Food Sources and Habits

Think about a suburban neighborhood. Cottontail rabbits scamper about  most lawns, mice are everywhere, and even stray house cats wander about. All could make a nearby bobcat a meal.

Bobcats mostly hunt when the light’s low in the early morning and late afternoon and often find good hunting near houses and roads. Our neighbors are seeing them in broad daylight.

Expanding Range

They were once nearly extirpated from Iowa but a few hung on in the rough pastureland of the state’s southernmost counties. They began spreading north in the 1970s and 1980s and we first started hearing about them in the Cedar Rapids area in the early 1990s. Now they seem well established in our metro area.
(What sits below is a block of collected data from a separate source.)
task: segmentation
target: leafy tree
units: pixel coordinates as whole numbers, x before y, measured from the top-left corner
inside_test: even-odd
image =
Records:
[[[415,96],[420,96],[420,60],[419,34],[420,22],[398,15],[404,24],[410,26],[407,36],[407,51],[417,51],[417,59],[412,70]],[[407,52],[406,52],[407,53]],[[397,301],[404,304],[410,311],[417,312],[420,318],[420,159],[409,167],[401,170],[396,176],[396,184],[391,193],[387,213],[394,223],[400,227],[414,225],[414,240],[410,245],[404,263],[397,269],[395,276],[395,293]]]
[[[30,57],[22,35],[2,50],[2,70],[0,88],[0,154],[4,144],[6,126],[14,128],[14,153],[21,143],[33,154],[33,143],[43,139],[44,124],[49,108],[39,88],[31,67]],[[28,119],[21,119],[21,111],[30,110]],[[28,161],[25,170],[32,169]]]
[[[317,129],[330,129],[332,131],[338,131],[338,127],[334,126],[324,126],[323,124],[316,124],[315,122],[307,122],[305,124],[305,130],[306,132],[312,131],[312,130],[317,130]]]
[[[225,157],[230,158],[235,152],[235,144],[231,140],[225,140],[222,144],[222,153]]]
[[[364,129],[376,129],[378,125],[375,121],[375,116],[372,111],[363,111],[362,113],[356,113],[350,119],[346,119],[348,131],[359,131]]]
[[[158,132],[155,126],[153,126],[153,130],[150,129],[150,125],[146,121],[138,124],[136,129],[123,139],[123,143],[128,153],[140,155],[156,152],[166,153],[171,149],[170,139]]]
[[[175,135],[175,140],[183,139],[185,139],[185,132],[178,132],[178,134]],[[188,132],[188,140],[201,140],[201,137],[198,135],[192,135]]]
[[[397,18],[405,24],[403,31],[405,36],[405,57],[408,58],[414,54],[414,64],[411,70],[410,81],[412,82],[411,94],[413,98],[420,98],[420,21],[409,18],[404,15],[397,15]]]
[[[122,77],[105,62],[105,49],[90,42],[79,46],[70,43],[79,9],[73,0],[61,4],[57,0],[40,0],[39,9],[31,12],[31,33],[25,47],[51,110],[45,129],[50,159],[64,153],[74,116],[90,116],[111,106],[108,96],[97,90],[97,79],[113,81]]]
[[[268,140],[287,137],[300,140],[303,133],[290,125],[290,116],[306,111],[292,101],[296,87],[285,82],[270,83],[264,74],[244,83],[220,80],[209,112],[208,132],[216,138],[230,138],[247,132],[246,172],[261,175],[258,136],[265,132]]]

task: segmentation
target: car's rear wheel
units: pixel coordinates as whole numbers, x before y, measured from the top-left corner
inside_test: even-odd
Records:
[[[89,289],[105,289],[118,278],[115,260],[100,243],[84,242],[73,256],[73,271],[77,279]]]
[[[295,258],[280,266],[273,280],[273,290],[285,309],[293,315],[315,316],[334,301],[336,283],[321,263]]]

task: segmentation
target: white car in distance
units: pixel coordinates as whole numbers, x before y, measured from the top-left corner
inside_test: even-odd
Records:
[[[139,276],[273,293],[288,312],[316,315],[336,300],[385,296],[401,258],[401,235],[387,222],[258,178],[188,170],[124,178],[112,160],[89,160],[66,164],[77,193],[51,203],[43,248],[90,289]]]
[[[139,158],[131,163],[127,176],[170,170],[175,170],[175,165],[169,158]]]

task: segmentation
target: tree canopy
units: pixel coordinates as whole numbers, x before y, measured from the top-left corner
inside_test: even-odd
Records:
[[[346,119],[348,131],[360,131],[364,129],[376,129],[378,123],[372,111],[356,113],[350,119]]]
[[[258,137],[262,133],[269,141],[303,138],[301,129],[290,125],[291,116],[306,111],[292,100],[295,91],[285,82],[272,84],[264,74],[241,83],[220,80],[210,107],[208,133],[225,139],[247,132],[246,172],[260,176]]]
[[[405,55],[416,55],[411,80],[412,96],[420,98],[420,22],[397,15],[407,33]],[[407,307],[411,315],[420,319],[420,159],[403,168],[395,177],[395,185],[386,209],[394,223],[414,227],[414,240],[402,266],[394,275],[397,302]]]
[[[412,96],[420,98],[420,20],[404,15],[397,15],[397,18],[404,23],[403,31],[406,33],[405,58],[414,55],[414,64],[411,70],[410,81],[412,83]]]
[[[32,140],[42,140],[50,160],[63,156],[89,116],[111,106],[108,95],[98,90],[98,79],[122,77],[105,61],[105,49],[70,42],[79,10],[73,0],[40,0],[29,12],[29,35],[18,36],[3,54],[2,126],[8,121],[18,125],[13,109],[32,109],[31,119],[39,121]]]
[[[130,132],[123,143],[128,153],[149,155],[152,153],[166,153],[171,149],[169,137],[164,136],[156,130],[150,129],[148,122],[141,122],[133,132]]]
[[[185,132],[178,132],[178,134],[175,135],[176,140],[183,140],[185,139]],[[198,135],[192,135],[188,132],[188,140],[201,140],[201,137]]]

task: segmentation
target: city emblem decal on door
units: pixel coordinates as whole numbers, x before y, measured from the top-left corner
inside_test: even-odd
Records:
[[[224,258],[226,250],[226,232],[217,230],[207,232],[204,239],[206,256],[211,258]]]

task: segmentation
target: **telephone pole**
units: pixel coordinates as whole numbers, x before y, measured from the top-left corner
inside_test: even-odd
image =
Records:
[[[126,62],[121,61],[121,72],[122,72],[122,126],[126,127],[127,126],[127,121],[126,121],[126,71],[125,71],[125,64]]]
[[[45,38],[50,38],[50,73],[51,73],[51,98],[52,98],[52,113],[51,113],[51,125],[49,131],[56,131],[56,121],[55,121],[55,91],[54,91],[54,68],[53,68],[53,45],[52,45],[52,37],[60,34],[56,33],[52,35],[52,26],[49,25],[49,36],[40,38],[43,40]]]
Are there bobcats in other towns and cities? You bet. They are an amazingly adaptable animal that range from Florida’s everglades up to chilly Rocky Mountain Peaks. They’re at home in Arizona’s deserts and Minnesota’s farm country. No doubt they live in and near even large cities across much of the continent.

How to Tell a Bobcat From a House Cat

Bobcats resemble house cats but  have a few bobcat in woods.
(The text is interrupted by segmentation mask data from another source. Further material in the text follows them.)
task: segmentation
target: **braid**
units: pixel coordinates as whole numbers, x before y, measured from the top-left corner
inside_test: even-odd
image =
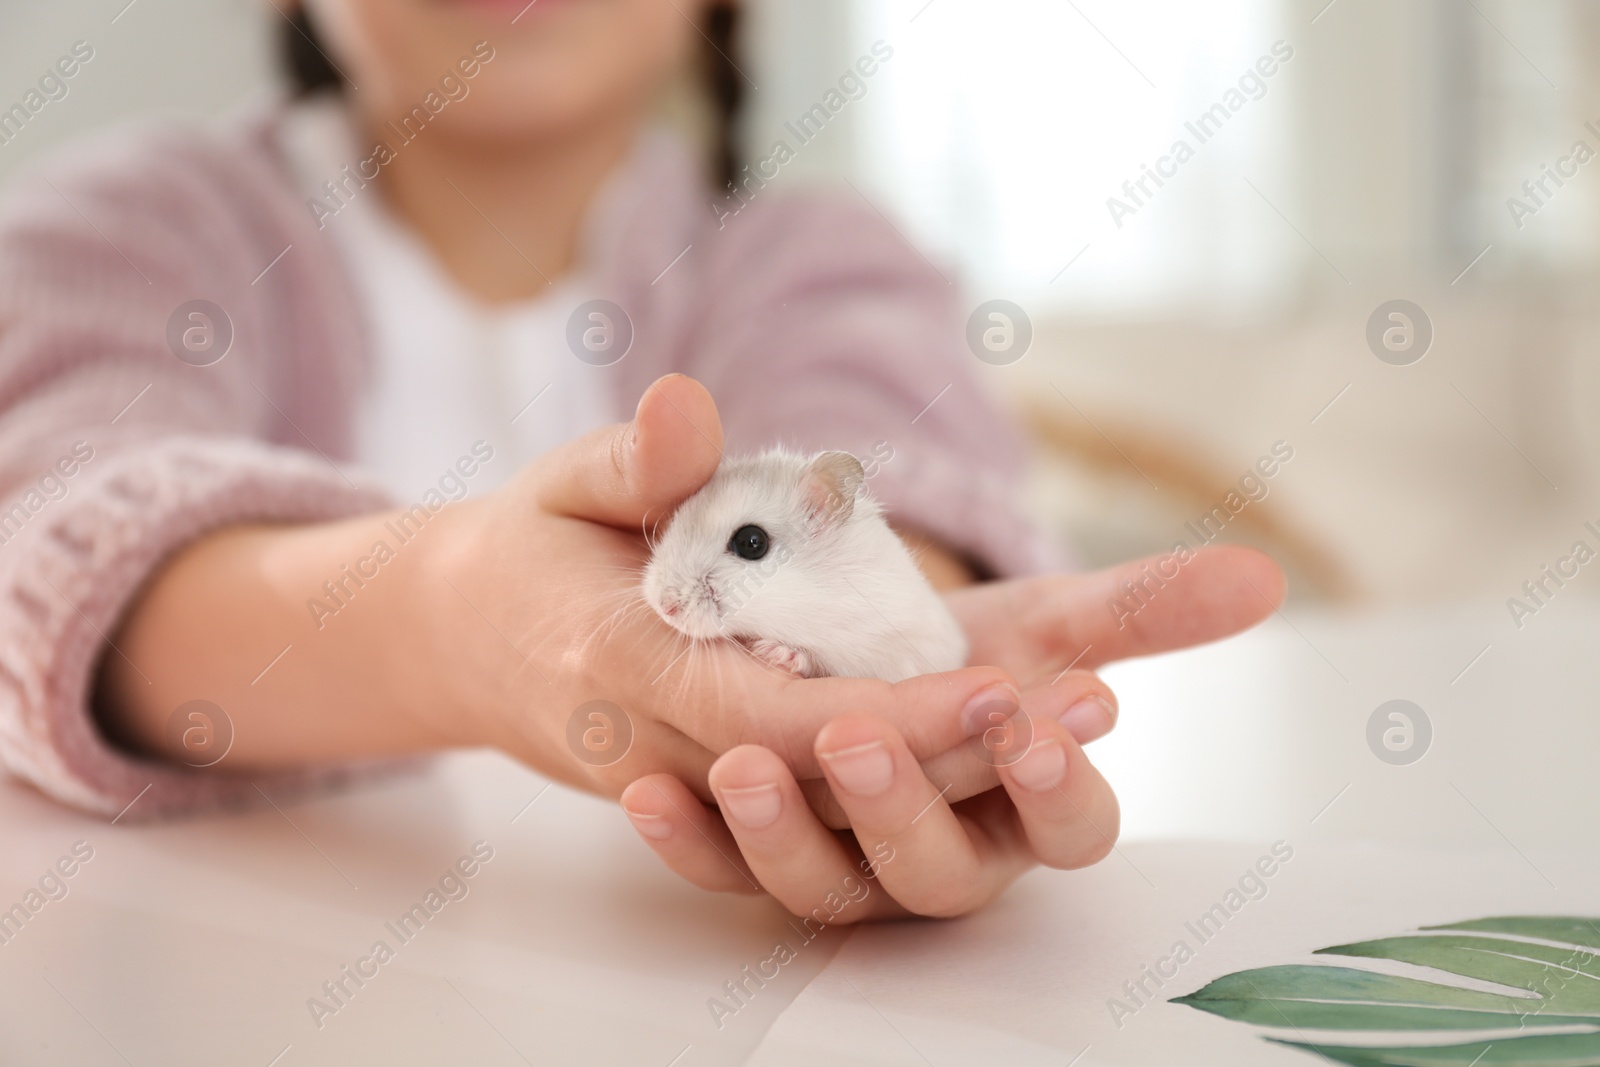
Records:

  • Bobcats are much bigger than house cats, but it’s sometimes tough to tell how big an animal is during dim light and at a distance. There’s a trick to learn the size. Watch the cat as it passes a fencepost, tree, or building and note where the animal’s back is in relation to a tree branch, knothole, or strip of siding. Later take a  ruler there and measure how tall the animal is. A bobcat will stand 18-24 inches at the shoulder while a house cat measures  nine to 10 inches tall.
  • Bobcats are really “bob tailed cats”. Look for a short stumpy tail.
  • A bobcat’s legs are longer in proportion to its torso than a house cat’s. They can walk quickly.

Photo Op

Worried about being attacked by a wildcat? Not to worry. They keep their distance from people. Instead, be happy if one is spotted, and try to snap a photo.